Halftime Leisure

College Disorientation: All the tools, none of the vision

January 28, 2015


We’re told that college is where it’s at.  So that’s what you’d expect when you lug your entire life into Terminal E and ship it, along with yourself, to university. If disappointment rears its head during your first semesters, it’s admitted that freshman year, exclusively, is not where it’s at.

And yet, there’s something isolating about this point in our lives. So much shifts from under our feet; the only thing that seems constant is ourselves.  In reality, we too are under pressure to change.  It’s undeniably hard to find comfort in being pulled in two directions, then three, then four, until you’re not sure if you have moved a lot or not at all.

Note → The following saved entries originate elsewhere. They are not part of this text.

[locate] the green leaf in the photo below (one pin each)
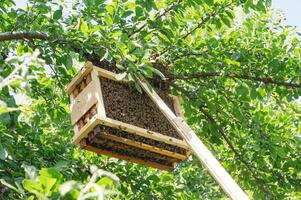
(32, 186)
(138, 88)
(30, 172)
(83, 26)
(51, 173)
(121, 76)
(69, 186)
(3, 153)
(57, 14)
(47, 184)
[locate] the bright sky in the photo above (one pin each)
(291, 9)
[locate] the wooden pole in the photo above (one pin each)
(208, 160)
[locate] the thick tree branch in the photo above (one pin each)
(23, 35)
(265, 80)
(156, 18)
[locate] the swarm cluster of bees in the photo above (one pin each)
(125, 104)
(97, 138)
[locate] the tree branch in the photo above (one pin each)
(221, 131)
(156, 18)
(23, 35)
(265, 80)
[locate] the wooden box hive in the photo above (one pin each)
(112, 118)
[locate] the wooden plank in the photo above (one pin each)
(142, 132)
(221, 176)
(101, 138)
(177, 106)
(144, 146)
(101, 111)
(132, 159)
(83, 102)
(109, 75)
(78, 78)
(85, 130)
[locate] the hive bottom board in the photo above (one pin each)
(105, 140)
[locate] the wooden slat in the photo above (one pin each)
(85, 130)
(98, 93)
(78, 78)
(177, 106)
(144, 146)
(84, 101)
(132, 159)
(142, 132)
(208, 160)
(100, 140)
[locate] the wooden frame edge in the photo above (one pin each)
(142, 132)
(144, 146)
(127, 158)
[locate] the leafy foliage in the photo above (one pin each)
(233, 62)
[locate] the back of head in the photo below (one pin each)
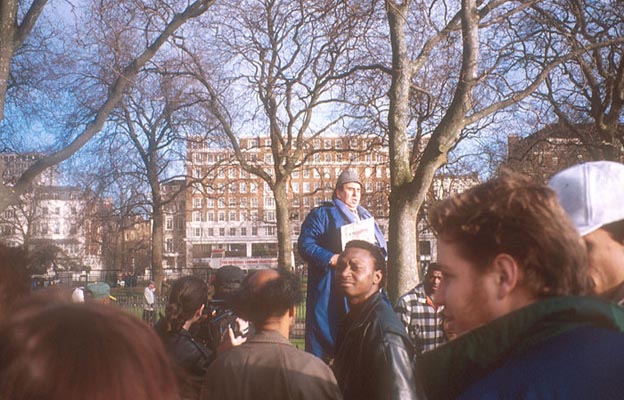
(70, 351)
(510, 214)
(14, 277)
(257, 300)
(227, 280)
(187, 295)
(591, 193)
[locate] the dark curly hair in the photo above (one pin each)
(69, 351)
(258, 303)
(186, 297)
(513, 215)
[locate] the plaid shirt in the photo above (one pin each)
(422, 321)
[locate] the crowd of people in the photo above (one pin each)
(524, 302)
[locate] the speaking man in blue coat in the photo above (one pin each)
(320, 244)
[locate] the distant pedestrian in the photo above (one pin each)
(149, 300)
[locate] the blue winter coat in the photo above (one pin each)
(325, 305)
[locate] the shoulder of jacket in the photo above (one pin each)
(323, 207)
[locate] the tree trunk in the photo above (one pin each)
(284, 241)
(403, 268)
(402, 244)
(157, 244)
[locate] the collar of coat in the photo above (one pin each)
(449, 370)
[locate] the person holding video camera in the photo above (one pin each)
(187, 302)
(222, 328)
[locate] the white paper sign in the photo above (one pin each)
(362, 230)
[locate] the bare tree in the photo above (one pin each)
(492, 75)
(288, 59)
(151, 119)
(158, 22)
(585, 94)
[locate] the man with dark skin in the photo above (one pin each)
(374, 355)
(420, 314)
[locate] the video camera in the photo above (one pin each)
(221, 316)
(212, 329)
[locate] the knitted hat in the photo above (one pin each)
(347, 176)
(591, 193)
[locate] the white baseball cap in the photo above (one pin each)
(591, 193)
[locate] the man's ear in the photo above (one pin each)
(507, 274)
(377, 276)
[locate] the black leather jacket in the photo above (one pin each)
(191, 360)
(374, 358)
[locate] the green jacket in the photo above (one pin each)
(451, 369)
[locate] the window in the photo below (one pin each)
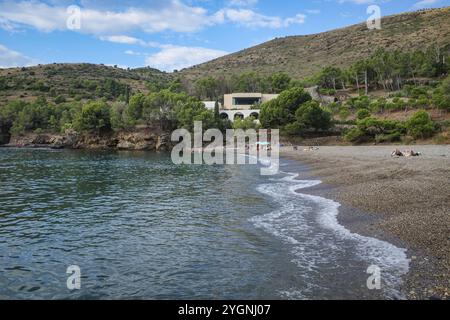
(246, 101)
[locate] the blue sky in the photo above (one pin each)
(167, 34)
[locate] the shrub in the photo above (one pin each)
(94, 117)
(311, 115)
(420, 125)
(363, 113)
(355, 135)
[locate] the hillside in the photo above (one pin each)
(302, 56)
(73, 81)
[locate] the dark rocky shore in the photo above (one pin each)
(404, 201)
(141, 140)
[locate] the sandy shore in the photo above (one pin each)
(402, 200)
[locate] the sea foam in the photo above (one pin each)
(310, 226)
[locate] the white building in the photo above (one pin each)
(240, 105)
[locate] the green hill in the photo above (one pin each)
(303, 56)
(75, 81)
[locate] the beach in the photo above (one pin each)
(403, 200)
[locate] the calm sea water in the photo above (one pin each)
(140, 227)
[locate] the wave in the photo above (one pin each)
(310, 226)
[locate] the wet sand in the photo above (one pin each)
(404, 200)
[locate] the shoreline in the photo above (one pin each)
(398, 200)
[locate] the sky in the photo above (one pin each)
(167, 34)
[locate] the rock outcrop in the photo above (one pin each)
(142, 140)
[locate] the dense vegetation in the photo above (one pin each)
(166, 109)
(373, 88)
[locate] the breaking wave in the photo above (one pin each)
(331, 259)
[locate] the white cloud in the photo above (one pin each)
(252, 19)
(243, 3)
(425, 3)
(123, 39)
(11, 59)
(178, 57)
(171, 15)
(174, 16)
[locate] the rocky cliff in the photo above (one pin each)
(138, 140)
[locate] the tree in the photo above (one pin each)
(247, 123)
(274, 115)
(249, 82)
(280, 82)
(207, 88)
(281, 111)
(291, 99)
(420, 125)
(330, 77)
(311, 115)
(94, 117)
(135, 107)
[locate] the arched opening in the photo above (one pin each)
(255, 115)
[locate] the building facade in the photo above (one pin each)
(245, 101)
(241, 105)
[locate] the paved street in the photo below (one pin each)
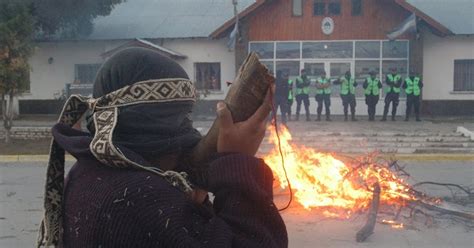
(21, 188)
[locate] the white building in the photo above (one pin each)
(448, 57)
(443, 52)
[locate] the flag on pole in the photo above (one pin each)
(233, 35)
(408, 25)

College does this in more ways than we can count, in more ways than we can manage. The box-of-chocolate assortment of appealing opportunities in the form of classes, jobs, and clubs require selective commitment. The introduction of friendships that bring out particularities of our personality prompt self-reflection and evaluation of relationships.

It’s possible to find excitement in being stretched emotionally, intellectually, and morally.  In fact, I had looked forward to doing mental and emotional gymnastics when I left my hometown.  But those of us who have always relied on the affirmation of others and the stability of the familiar are knocked off our feet in the dynamic college environment.

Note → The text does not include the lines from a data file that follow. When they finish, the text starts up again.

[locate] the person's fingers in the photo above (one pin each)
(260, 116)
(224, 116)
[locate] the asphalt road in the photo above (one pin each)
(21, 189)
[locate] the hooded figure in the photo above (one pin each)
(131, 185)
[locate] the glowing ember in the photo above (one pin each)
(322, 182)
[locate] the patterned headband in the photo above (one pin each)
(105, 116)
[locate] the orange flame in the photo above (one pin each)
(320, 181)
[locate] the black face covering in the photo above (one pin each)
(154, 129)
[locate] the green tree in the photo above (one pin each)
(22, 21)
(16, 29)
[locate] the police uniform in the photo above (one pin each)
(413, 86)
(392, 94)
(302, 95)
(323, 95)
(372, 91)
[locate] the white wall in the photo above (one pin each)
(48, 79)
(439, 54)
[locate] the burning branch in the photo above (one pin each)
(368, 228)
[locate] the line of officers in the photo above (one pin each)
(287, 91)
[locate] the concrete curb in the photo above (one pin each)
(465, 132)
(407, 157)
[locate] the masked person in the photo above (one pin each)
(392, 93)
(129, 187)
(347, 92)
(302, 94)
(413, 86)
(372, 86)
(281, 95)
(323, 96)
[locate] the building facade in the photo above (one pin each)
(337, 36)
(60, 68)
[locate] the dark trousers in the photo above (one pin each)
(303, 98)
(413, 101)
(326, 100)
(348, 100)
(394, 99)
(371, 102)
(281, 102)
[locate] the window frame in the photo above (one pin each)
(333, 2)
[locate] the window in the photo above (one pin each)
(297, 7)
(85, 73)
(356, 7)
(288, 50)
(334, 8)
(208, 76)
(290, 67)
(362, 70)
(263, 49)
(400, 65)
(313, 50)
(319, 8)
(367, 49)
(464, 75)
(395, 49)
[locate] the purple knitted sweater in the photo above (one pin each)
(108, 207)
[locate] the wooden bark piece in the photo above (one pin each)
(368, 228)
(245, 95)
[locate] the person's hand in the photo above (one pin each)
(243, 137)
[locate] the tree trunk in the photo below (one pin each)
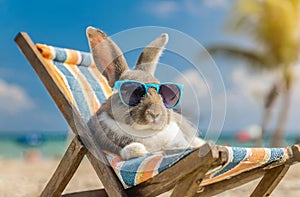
(277, 139)
(267, 113)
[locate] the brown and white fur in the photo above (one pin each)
(147, 127)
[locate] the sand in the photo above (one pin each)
(23, 178)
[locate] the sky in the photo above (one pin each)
(25, 104)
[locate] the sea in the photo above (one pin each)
(52, 145)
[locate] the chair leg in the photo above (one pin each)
(189, 185)
(91, 193)
(65, 170)
(270, 180)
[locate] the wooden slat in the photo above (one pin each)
(37, 62)
(91, 193)
(221, 186)
(65, 170)
(107, 176)
(296, 152)
(270, 180)
(71, 114)
(207, 156)
(189, 185)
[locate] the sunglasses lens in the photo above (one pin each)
(132, 92)
(170, 94)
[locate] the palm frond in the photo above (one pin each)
(255, 60)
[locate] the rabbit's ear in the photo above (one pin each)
(150, 55)
(107, 55)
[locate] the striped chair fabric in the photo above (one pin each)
(75, 73)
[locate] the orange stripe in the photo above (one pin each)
(89, 94)
(257, 158)
(45, 51)
(146, 169)
(59, 81)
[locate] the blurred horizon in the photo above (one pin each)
(26, 106)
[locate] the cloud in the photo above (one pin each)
(13, 99)
(166, 9)
(224, 4)
(195, 97)
(162, 9)
(254, 86)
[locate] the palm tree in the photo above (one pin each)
(274, 27)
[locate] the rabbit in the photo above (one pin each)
(147, 127)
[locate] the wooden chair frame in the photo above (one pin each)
(184, 177)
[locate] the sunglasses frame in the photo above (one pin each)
(119, 83)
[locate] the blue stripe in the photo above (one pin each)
(239, 155)
(86, 59)
(130, 169)
(93, 83)
(76, 91)
(276, 154)
(60, 55)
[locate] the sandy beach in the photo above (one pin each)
(27, 179)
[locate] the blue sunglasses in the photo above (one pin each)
(131, 92)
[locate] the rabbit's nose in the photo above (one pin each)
(153, 113)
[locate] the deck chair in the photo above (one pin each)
(78, 89)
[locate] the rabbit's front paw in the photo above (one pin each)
(133, 150)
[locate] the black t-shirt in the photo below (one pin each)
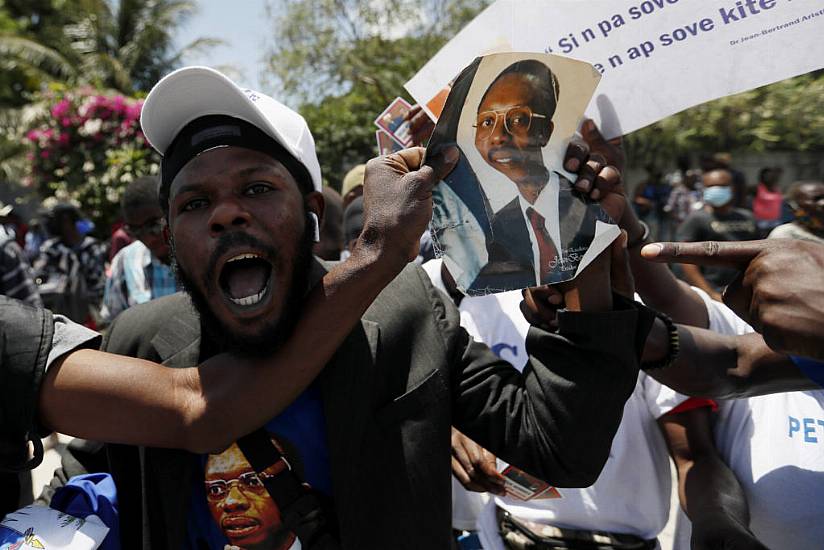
(702, 225)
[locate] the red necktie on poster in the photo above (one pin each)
(546, 249)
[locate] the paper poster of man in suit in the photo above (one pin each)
(508, 216)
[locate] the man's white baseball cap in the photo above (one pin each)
(193, 92)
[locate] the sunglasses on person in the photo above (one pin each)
(517, 122)
(248, 483)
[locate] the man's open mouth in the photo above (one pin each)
(245, 279)
(239, 527)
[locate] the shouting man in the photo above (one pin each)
(241, 191)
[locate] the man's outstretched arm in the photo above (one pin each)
(709, 492)
(723, 367)
(118, 399)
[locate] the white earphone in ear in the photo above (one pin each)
(317, 226)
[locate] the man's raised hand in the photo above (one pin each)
(397, 200)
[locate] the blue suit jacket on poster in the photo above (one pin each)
(511, 261)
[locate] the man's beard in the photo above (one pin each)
(274, 332)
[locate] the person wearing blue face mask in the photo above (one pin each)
(719, 220)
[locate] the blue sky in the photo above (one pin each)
(243, 27)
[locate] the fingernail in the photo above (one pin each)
(651, 250)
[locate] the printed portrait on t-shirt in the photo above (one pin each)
(239, 502)
(508, 217)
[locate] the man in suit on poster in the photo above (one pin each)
(514, 124)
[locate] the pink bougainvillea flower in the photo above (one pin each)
(61, 108)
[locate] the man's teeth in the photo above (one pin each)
(242, 257)
(250, 300)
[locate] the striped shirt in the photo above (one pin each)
(137, 276)
(15, 275)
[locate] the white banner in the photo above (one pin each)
(657, 57)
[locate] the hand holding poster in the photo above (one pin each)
(657, 57)
(507, 217)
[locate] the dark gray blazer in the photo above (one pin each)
(404, 376)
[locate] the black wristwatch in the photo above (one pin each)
(673, 349)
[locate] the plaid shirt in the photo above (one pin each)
(15, 275)
(137, 276)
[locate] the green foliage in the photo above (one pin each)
(53, 55)
(343, 61)
(86, 147)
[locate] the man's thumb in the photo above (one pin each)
(620, 272)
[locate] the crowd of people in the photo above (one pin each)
(287, 366)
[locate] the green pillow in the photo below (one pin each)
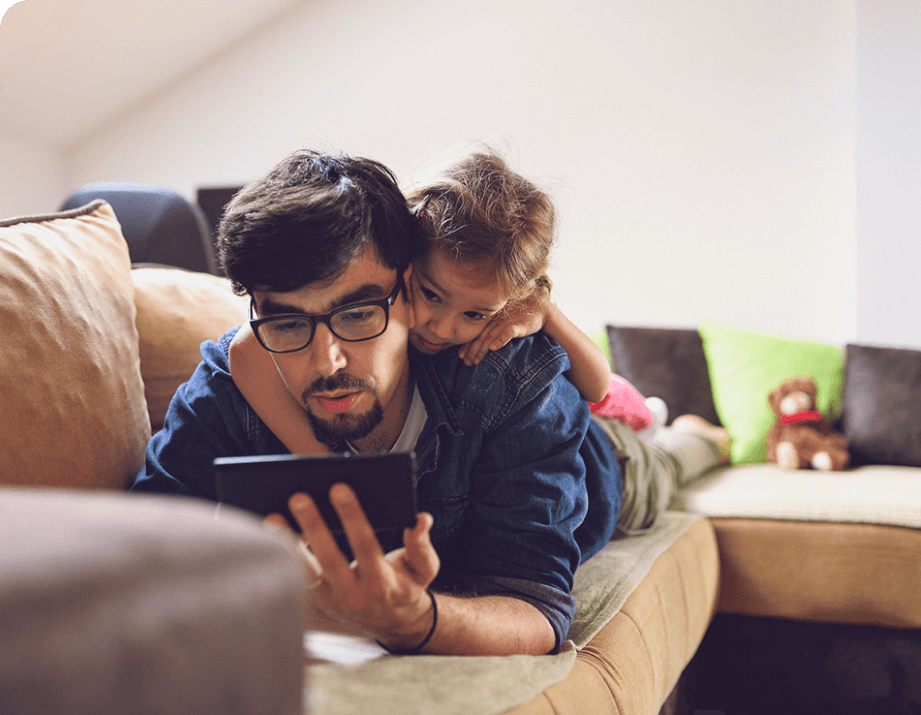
(600, 338)
(745, 367)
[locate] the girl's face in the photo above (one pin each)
(452, 301)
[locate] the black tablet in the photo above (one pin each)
(384, 483)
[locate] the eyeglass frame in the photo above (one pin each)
(326, 319)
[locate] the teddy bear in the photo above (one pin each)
(801, 437)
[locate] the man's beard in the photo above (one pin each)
(344, 426)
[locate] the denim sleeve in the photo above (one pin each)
(556, 606)
(528, 492)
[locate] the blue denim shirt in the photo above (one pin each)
(521, 484)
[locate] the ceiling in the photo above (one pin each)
(69, 68)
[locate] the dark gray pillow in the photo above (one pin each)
(881, 407)
(667, 363)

The influences in college disrupt an identity based on community, family, and close relationships.  Sure, we are handed the extrovert’s toolbox with which we are told to “remake ourselves”: new community and a fresh understanding of ourselves in relation to others.  Supposedly, this remodeling is refreshing, liberating, and energizing. Yet, our expectations fall short; these tools are insufficient, for we lack the self understanding needed to use them.

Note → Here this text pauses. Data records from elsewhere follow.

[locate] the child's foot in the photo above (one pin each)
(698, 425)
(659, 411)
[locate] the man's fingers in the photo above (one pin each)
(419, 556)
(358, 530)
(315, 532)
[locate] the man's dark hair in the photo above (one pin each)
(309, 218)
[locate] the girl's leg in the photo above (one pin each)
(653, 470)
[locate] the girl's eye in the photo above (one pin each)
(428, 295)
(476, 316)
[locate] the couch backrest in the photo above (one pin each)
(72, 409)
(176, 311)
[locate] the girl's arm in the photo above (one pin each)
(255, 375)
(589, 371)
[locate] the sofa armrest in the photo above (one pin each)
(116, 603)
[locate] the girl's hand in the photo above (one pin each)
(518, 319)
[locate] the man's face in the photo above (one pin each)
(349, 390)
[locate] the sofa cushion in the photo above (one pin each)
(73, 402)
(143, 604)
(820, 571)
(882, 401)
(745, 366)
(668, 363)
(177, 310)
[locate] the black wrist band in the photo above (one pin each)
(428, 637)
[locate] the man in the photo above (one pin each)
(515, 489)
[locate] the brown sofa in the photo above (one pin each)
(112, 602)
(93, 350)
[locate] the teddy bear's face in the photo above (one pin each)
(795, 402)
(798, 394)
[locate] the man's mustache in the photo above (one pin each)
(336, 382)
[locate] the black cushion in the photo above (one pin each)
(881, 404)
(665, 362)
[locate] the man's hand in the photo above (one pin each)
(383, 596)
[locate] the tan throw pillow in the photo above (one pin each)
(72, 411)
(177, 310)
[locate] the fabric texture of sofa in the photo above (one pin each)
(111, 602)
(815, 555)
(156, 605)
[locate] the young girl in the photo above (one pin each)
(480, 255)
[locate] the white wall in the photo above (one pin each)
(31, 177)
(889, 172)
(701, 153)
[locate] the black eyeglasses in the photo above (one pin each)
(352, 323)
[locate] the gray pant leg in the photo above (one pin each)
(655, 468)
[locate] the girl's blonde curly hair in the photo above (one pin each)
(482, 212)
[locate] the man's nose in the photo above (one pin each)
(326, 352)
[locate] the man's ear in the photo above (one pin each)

We think that sitting down and contemplating life or looking at ways others have shaped their trajectories might inspire us. Or else, we listen to people tell us, “be happy with yourself,” and “find wholesomeness in being alone.”  However, these suggestions seem to be unfair mandates when we don’t know who in fact we are. In the end, contemplating, imitating, and accepting “truisms” is not enough. A mold devised from the paths of others or a fleeting personal aspiration can feel directionless when our identities are in constant flux.

But why do we require ourselves to muster a peace of mind in this whirlwind of change? Why do we seek to be okay with our ever-shifting identity and course, instead of facing it head-on with a healthy unease?

Early last year, my high school friend responded to my anxieties with a text: “You mustn’t belittle your college experience. You have only just begun; the world is your oyster.” What were intended as words of comfort revealed the source of my disorientation. It was exactly this “oyster”—the multiple trajectories for growth—that terrified me, that exposed the void left by a stale high school identity and purpose. But as intimidating and disquieting as this question of “what now, who now?” can be, such an inquiry is also a reminder of the excitement drawn from uncertainty, the luxury of an inexhaustible agency over our lives.